Fast forward to last June, when Maryland’s Legislative Black Caucus held a hearing in Sandy Spring. William Rounds, who said his family has owned property along Farm Road since 1904, wept. “Fix the road,” he said. “All I ever dreamed about was having my family on this property from my heritage.” He said he has spent $17,000 of his own money to refurbish the road.
The residents of the African-American community have been aided by Steve Kanstoroom, a neighbor who has experience battling government bureaucracies. Kanstoroom has helped generate publicity about the community, and has set up a website called savesandyspring.org. He received a community service award from County Executive Ike Leggett in 2013.
In July 2014, Leggett took another crucial step. After several embarrassing news reports, pressure from Montgomery County Councilmember Marc Elrich (D-At Large), and a couple of lawsuits, Leggett told the Montgomery County Planning Department to give addresses to the Farm Road property owners.
Problem solved. Well, not quite.
The addresses linked the houses to other roads, not to Farm Road, which planning officials maintain is not actually a road. The new addresses still don’t solve the issue of access as some of the landowners would have to share driveways or go over another person’s property to reach the road linked to their address. “They are still landlocked,” Kanstoroom says.
Meanwhile, the planning board spent just over $120,000 in 2013 on a report that cleared the department of any wrongdoing in the Dellabrooke approval.
Kanstoroom and the neighbors have kept up the pressure. In January, Maryland’s highest court gave the African-American landowners an opening to press a lawsuit in Montgomery County Circuit Court against the planning agency, a surveying company and some property owners. And separately, the Leggett administration has agreed to survey Farm Road to see if it could be considered a real road with all the benefits that confers.
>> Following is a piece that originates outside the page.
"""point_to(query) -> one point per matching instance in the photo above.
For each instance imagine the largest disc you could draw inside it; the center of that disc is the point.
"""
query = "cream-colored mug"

Joel Leininger, the surveyor hired by the county, says “the road has been there for decades.” The planning board’s general counsel, Adrian Gardner, declined to discuss the issue. Leggett spokeswoman Esther Bowring said the government is waiting for Leininger’s final report before deciding next steps.
Elrich says the planning board’s approval of Dellabrooke back in 1999 was wrong. “They did this to people who did not have the wherewithal to hire the kind of attorney they needed,” he says. “This is just another historic black community that has been treated like crap.”